Investors primarily lay out strategies to ensure that their current technology investments are relevant in the next wave of technological change by discovering and investing in pioneers within Web3. Dean says venture capitalists and Big Tech companies themselves are the biggest investors in Web3, highlighting Facebook’s decision to transform into Meta as an indicator of how seriously Web3 is being taken.
He explains that Big Tech companies like Facebook are trying to shape the metaverse concept as a means of ensuring that “interactions that happen in the future continue to happen on platforms that they can control”. However, this contradicts the main concept of Web3 (the rejection of the high-tech Web 2.0 model), and there is another difficult balance between the involvement of Big Tech in Web3 and the upcoming funding flows. from those in the construction phase.
However, unlike Web 2.0, Big Tech companies are not the only dominant investors. On May 25, 2022, Andreessen Horowitz – a private venture capital firm based in the United States – announced a new $ 4.5 billion fund. USD targeted at Web3 opportunities that came on the back of the launch of a $ 2.2 billion cryptocurrency. USD less than a year earlier.
“[Andreessen Horowitz] will initiate that investment in the hope of creating the next generation of companies built on and using crypto or digital asset rails, ”says Dean. “This will be to try and give people back this Web3 vision of autonomy.”
What does this investment pay for when it comes to Web3?
Aside from idealism, the Web3 concept has seen huge investment funds set up and created a rebrand from social media giant Facebook. So if investments flow into the ownerless future of the internet, then what exactly is being invested in?
According to Dean, many of these investments are in development at the protocol level. For example, a blockchain start-up, ConsenSys, raised $ 450 million with backers, including Microsoft, Temasek and SoftBank. Major investments such as these indicate a vote of confidence in the future of Web3. Dean says the investment was essentially “transformed into Ether.” [a cryptocurrency]”.
Alongside this, there is application-level investment – the building of Web3 platforms and apps – which Dean describes as the interconnection of video games and crypto networks.

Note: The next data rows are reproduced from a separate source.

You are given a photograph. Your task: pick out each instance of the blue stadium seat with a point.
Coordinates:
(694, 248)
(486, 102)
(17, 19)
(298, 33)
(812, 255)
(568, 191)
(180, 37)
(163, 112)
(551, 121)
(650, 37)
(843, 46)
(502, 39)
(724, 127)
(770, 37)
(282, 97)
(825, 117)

“Finally, you’ve got investments flowing into the peripheral services associated with Web3 technologies,” he says. “Even if you have a decentralized application, built on top of an open source protocol, you still need a strategy to get clients, you still need a business development team, you need a legal team, you need all the other things associated with just running a start-up business that is growing. ”
A large part of the investment goes to scaling the companies that are based on the Web3 concept and technologies, so that the investments go into who will operate, maintain and develop these applications.
It is impossible to know at what pace Web3 will continue to evolve and what the investments made by Big Tech and venture capitalists will mean for the World Wide Web of the future. What is clear is that this development is something that Big Tech takes seriously, and that there are many influential (and wealthy) voices who believe in the idealistic concept of an Internet that takes the user from the digital ‘to sales’ shelf and into the owner’s chair.